Btw (as you may know) I too took an unexpected blogging (and social media) break (for totally different reasons), 1 impromptu vacation, and several other shorter semi-planned trips. Totally unlike me. But so much fun!
I am so glad you got to catch up with an old friend. I’m sure it must have felt amazing to re-connect, and revisit old memories, while creating new ones. 🙂
Hand still hurts if I type for too long so I had to take extra time to write even this post.
It was wonderful to reconnect although the circumstances were not the best. Also made me realise that life is short and we need to spend more time offline to meet up with friends and family.
I’m really glad you took a break. Trust me. You would have needed it.
I am so happy for the friend you met with. Indeed, just the other day I was speaking to a very close friend of mine over the phone. She was mentioning how even if it weeks before we talk, we just take off from where we left. And I feel that happens because of all the shared experiences and the length of our relationships. Yes, we can be so open with each other just like you mentioned in the post sharing our apprehensions and fears as easily as our joys and achievements.
Here’s wishing you all the best with the blog, writing and freelancing. Welcome back!
Glad to see you back to blogging. But take it slow. It feels good to see and read about people who are happy with what they do. As for me, I don’t know. I’m always conflicted abd also disappointed on most days at work. But am I happy overall? I think I am and blessed to for what I have and the love that keeps me going.
Happy friendship Day Shailaja. It’s a simple question among friends but needs introspection to touch the inner core of the soul to be the truth.
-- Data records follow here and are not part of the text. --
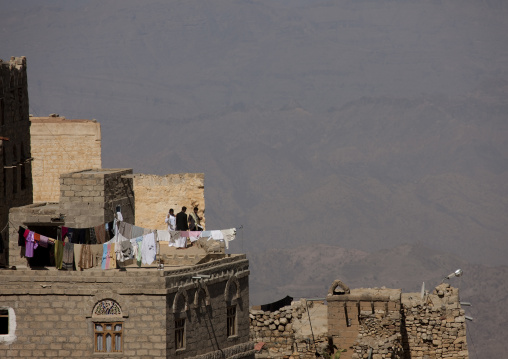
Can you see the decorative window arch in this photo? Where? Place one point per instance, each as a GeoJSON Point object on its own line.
{"type": "Point", "coordinates": [179, 309]}
{"type": "Point", "coordinates": [180, 302]}
{"type": "Point", "coordinates": [7, 325]}
{"type": "Point", "coordinates": [107, 307]}
{"type": "Point", "coordinates": [108, 323]}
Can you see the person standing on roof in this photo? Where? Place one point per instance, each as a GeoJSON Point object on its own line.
{"type": "Point", "coordinates": [181, 220]}
{"type": "Point", "coordinates": [195, 221]}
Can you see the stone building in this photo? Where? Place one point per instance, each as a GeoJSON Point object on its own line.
{"type": "Point", "coordinates": [15, 169]}
{"type": "Point", "coordinates": [156, 194]}
{"type": "Point", "coordinates": [61, 146]}
{"type": "Point", "coordinates": [195, 306]}
{"type": "Point", "coordinates": [189, 303]}
{"type": "Point", "coordinates": [198, 311]}
{"type": "Point", "coordinates": [372, 323]}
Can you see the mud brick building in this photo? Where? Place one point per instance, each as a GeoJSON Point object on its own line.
{"type": "Point", "coordinates": [15, 166]}
{"type": "Point", "coordinates": [375, 323]}
{"type": "Point", "coordinates": [195, 306]}
{"type": "Point", "coordinates": [136, 313]}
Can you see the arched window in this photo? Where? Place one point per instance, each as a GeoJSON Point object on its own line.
{"type": "Point", "coordinates": [23, 167]}
{"type": "Point", "coordinates": [14, 169]}
{"type": "Point", "coordinates": [231, 296]}
{"type": "Point", "coordinates": [180, 307]}
{"type": "Point", "coordinates": [7, 325]}
{"type": "Point", "coordinates": [108, 327]}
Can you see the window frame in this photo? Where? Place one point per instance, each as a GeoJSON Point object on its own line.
{"type": "Point", "coordinates": [104, 332]}
{"type": "Point", "coordinates": [180, 334]}
{"type": "Point", "coordinates": [231, 321]}
{"type": "Point", "coordinates": [10, 336]}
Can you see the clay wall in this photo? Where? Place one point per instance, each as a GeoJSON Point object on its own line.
{"type": "Point", "coordinates": [61, 146]}
{"type": "Point", "coordinates": [374, 322]}
{"type": "Point", "coordinates": [287, 332]}
{"type": "Point", "coordinates": [89, 198]}
{"type": "Point", "coordinates": [155, 195]}
{"type": "Point", "coordinates": [15, 161]}
{"type": "Point", "coordinates": [436, 324]}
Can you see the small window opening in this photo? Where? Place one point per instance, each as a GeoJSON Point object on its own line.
{"type": "Point", "coordinates": [231, 321]}
{"type": "Point", "coordinates": [180, 333]}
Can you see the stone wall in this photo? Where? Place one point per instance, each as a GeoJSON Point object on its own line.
{"type": "Point", "coordinates": [287, 332]}
{"type": "Point", "coordinates": [155, 195]}
{"type": "Point", "coordinates": [53, 311]}
{"type": "Point", "coordinates": [15, 161]}
{"type": "Point", "coordinates": [435, 326]}
{"type": "Point", "coordinates": [89, 198]}
{"type": "Point", "coordinates": [376, 322]}
{"type": "Point", "coordinates": [61, 146]}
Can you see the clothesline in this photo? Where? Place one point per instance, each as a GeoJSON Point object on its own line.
{"type": "Point", "coordinates": [85, 243]}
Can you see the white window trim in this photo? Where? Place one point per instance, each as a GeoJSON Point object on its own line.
{"type": "Point", "coordinates": [11, 337]}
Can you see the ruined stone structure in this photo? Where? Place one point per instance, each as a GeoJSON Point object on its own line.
{"type": "Point", "coordinates": [61, 146]}
{"type": "Point", "coordinates": [155, 195]}
{"type": "Point", "coordinates": [15, 169]}
{"type": "Point", "coordinates": [376, 323]}
{"type": "Point", "coordinates": [68, 314]}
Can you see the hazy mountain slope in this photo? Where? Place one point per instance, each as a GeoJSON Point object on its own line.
{"type": "Point", "coordinates": [362, 124]}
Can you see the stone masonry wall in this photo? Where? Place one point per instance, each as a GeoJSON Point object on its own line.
{"type": "Point", "coordinates": [435, 326]}
{"type": "Point", "coordinates": [15, 162]}
{"type": "Point", "coordinates": [61, 146]}
{"type": "Point", "coordinates": [287, 333]}
{"type": "Point", "coordinates": [53, 311]}
{"type": "Point", "coordinates": [376, 322]}
{"type": "Point", "coordinates": [155, 195]}
{"type": "Point", "coordinates": [89, 198]}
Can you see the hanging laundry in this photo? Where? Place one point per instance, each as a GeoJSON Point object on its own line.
{"type": "Point", "coordinates": [105, 257]}
{"type": "Point", "coordinates": [44, 241]}
{"type": "Point", "coordinates": [194, 235]}
{"type": "Point", "coordinates": [100, 234]}
{"type": "Point", "coordinates": [206, 234]}
{"type": "Point", "coordinates": [148, 249]}
{"type": "Point", "coordinates": [139, 242]}
{"type": "Point", "coordinates": [68, 257]}
{"type": "Point", "coordinates": [77, 254]}
{"type": "Point", "coordinates": [174, 235]}
{"type": "Point", "coordinates": [217, 235]}
{"type": "Point", "coordinates": [30, 245]}
{"type": "Point", "coordinates": [125, 229]}
{"type": "Point", "coordinates": [181, 242]}
{"type": "Point", "coordinates": [22, 236]}
{"type": "Point", "coordinates": [64, 231]}
{"type": "Point", "coordinates": [86, 257]}
{"type": "Point", "coordinates": [137, 232]}
{"type": "Point", "coordinates": [163, 235]}
{"type": "Point", "coordinates": [96, 250]}
{"type": "Point", "coordinates": [123, 248]}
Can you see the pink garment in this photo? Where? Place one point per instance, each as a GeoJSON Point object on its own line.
{"type": "Point", "coordinates": [194, 235]}
{"type": "Point", "coordinates": [44, 241]}
{"type": "Point", "coordinates": [64, 232]}
{"type": "Point", "coordinates": [30, 245]}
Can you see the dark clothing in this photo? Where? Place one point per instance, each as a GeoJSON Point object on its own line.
{"type": "Point", "coordinates": [181, 222]}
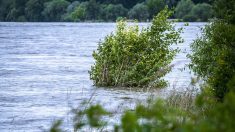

One doesn’t lie to the self.
Glad you’re feeling better, Shy! And cheers to that feeling of feeling truly happy with what you’re doing, even with all the ups and downs that an entrepreneurial journey can bring.
Glad to know you are feeling better . Was it acarpal tunnel that stopped you from working ? Am also glad you met an old friend . Stay happy and stay well
A delightful read Shailaja, brought a smile on my face. A simple question and yet sometimes we have to look so deep within to truly know the answer.
So good to see you back… But don’t go all Type A on blogging now… Take good care. ❤
How lovely it is to have such friends in our lives. Entrepreneurial journey has its ups and downs but it is one journey that is so satisfying and enriching.
Glad that your hand is better. Take care of yourself, Shailaja!
Yay! And I’m happy for you, too! I’ve always seen you as a blogging guru. Since the first time we connected n FB, I’ve seen you grow and how! And your confidence is so inspiring!
Happy Friendship Day! Love!
How are you doing? Is the pain getting better? I am glad you are slowing inching back and I am excited to know about the new changes. 11 years and I have seen you become better and stronger. You are amazing and I love all that you bring to our blogging community. Be it your writing, your support to others and then your unflinching zeal.I am happy to know you and I wish you more happiness. hugs!
Short yet sweet and touching post. For the most important aspect of life.
I take my blogging inspiration from you. Waiting for the unveiling of the changes in your blog on the 11th anniversary.
All the best for the many more milestones.